Бритвин помолчал. Очень уж тяжелы всегда бывали подобные разговоры. Главное в том, что объяснить ничего нельзя, потому что человек не хочет понять. Он и сочувствовал военному, и в то же время невольное раздражение начинало подниматься в нем.
— И потом — диагноз! — продолжал пришедший. — Был ли он установлен точно?!
— Да, был. Операция это подтвердила.
— А я сомневаюсь, мне говорили компетентные люди…
Бритвин перестал слушать собеседника, надо было поберечь нервы — впереди операционный день. Он прикинул примерно расклад его, последовательность своих в нем действий и поймал последние в длинном монологе слова: «…вынужден обратиться в облздрав, пусть комиссию создадут!»
— Я могу лишь повторить, что было сделано все возможное. Но мы не всесильны, — сказал Бритвин, вздохнув. — А обращаться с жалобой вы можете куда угодно, это ваше право. Теперь же, к сожалению, меня ждут дела…
«Что ж, — думал Бритвин, глядя в широкую прямую спину выходящего из кабинета, — добьется он, пожалуй, своего — и комиссии, и разбора случая. И придется объяснять очевидное, силы и время тратить…»
В ординаторской Бритвин застал всех четырех врачей отделения. Ему всегда было приятно видеть их вот так, вместе. Бравые мужики, ничего не скажешь. Возраст самый золотой: от тридцати до сорока, физически крепкие и даже, казалось ему, красивые. Не так-то просто их было подобрать. «Моя команда», — подумал он, здороваясь.
При всех особенностях каждого было в них и общее — жадность и интерес к делу. Из этого он и исходил, их у себя собирая. Пришлось-таки похлопотать, из других больниц уговаривал перейти, а для одного, Бельченкова, даже перевода из дальнего, глухого района области добился.
Тонкая это вещь — врачебный коллектив, да еще в таком горячем деле, как хирургия. Общий, так сказать, хомут, и каждый должен тянуть по-настоящему, на других тяжесть не перекладывая. Когда Бритвин организовывал отделение и подбирал врачей, он учитывал все: возраст, здоровье, опыт и даже пол. С женщинами, например, никак нельзя было связываться — то отпуска декретные у них, то «боллистки» по уходу за детьми. И пожилые хирурги тоже не подходили — силы не те, близкая пенсия размагничивает. Да, похлопотал он с этим, зато теперь был уверен, что ребята не подведут. Каждый специалист высокого класса, с энергией, честолюбием здоровым, каждый работу научную ведет. И каждый знает, что до шефа ему еще далеко, подумал Бритвин, усмехаясь. А что, это тоже очень важно для нормальной работы — авторитет руководителя. Иначе такой разнобой пойдет, конфликты, групповщина.

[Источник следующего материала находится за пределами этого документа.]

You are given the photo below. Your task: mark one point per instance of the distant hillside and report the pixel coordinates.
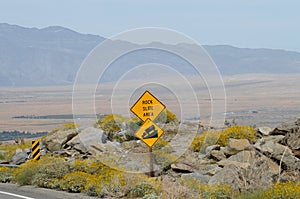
(49, 56)
(52, 55)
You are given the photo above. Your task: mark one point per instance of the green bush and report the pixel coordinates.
(209, 138)
(165, 117)
(42, 173)
(141, 190)
(74, 182)
(6, 174)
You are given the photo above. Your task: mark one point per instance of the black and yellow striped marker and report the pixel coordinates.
(35, 150)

Бритвин с уверенностью считал себя лучшим нейрохирургом города, и это давало ему чувство глубокого удовлетворения. Быть первым в своей специальности в областном центре с миллионным населением — это немало. И пусть он всего лишь кандидат и даже не ассистент местного мединститута, но, когда нужно сделать дело, обращаются именно к нему. В хирургии чины не помогают, тут все просто — или можешь, или нет.

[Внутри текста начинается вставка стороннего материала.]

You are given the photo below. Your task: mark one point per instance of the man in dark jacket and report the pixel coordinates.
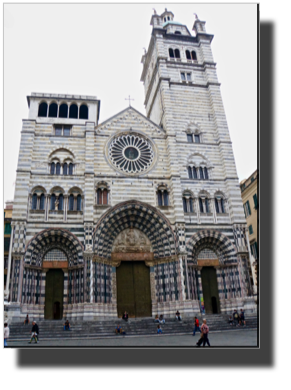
(34, 332)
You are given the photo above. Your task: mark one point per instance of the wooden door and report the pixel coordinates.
(133, 289)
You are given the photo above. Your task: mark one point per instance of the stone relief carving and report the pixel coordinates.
(131, 240)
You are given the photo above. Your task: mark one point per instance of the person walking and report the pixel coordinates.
(34, 332)
(178, 315)
(242, 317)
(6, 334)
(159, 329)
(196, 325)
(26, 321)
(205, 331)
(67, 325)
(235, 318)
(125, 316)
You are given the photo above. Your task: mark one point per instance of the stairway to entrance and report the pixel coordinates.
(53, 329)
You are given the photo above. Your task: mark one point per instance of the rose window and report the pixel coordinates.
(131, 153)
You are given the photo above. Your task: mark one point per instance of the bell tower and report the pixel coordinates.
(182, 91)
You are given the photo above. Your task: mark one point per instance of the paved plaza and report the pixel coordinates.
(240, 338)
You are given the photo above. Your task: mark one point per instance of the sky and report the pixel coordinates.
(96, 49)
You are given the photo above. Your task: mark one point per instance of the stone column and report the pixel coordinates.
(6, 294)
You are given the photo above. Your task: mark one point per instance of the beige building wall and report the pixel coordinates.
(249, 191)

Предстоял обход больных. Бритвин придавал обходам большое значение, делал их с неукоснительной точностью и обставлял торжественно. Это был как бы центр рабочего дня, вокруг которого группировалось все остальное. Он всегда со строгим и значительным видом шел впереди, за ним, чуть отставая, следовали ординаторы, а старшая медсестра отделения замыкала шествие. Бритвин считал, что обходы имеют не только рабочее, лечебное значение, но и дисциплинируют и персонал, и больных. А дисциплина в отделении у него была строгая, все по струнке ходили. С большим трудом добившись ее и потом зорко поддерживая, Бритвин заметил одно интересное обстоятельство. Оказалось, что людям в конце концов она начинает нравиться, потому что облегчает работу, делает ее интереснее, удовлетворение большее дает. Расхлябанность же рождает маету, скуку, эдакое томление дурное и словно бы удлиняет рабочий день, делает его бесформенным и нудным.